Reducing the modern shift to politics alone would miss the point.
For many dual-national footballers, the decision has always been deeply personal – shaped by family, culture and opportunity as much as passports or public debate.
But the relationship between the Dutch and Moroccan football federations has fundamentally changed.
The scale of that change is remarkable.
Almost one in every four players at World Cup 2026 was born outside the country they represent. Eight of the tournament’s 48 squads have at least as many players born abroad as in the country, illustrating how modern international football increasingly mirrors patterns of migration.
Few nations embody that evolution more than Morocco.
Nineteen of Mohamed Ouahbi’s 26-man squad were born outside the country. During the group-stage draw against Brazil, Morocco became the first team in World Cup history to field an entire starting XI born abroad.
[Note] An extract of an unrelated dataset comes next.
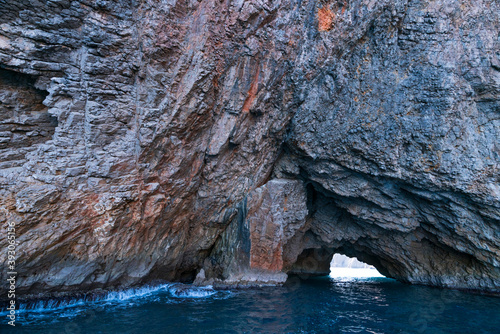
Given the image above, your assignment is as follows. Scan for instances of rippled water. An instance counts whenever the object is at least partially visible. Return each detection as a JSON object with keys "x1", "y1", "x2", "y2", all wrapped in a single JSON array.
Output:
[{"x1": 0, "y1": 277, "x2": 500, "y2": 334}]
It is no accident of demographics.
More than a decade ago, the Royal Moroccan Football Federation began investing heavily in identifying dual-national talent across Europe. Scouts were deployed throughout France, Belgium, Spain and the Netherlands – not merely to monitor promising youngsters but to strengthen links with them and their families long before senior international football entered the equation.
Former Morocco technical director Pim Verbeek later explained that recruitment extended far beyond the player. Family, he argued, often played as important a role as football in shaping a player’s decision.
The policy reshaped Morocco’s international fortunes. By the 2018 World Cup, five members of their squad had been born in the Netherlands. Four years later, when Morocco became the first African nation to reach a World Cup semi-final, they had 14 foreign-born players in their 26-man squad.
Change rarely happens all at once. In the years after Boussatta, players such as Khalid Boulahrouz and Ibrahim Afellay still chose the Netherlands – attracted by the prospect of competing for one of international football’s traditional powers.
At the same time, Morocco was steadily reshaping its approach – forging close ties with dual-national players long before senior call-ups became a reality.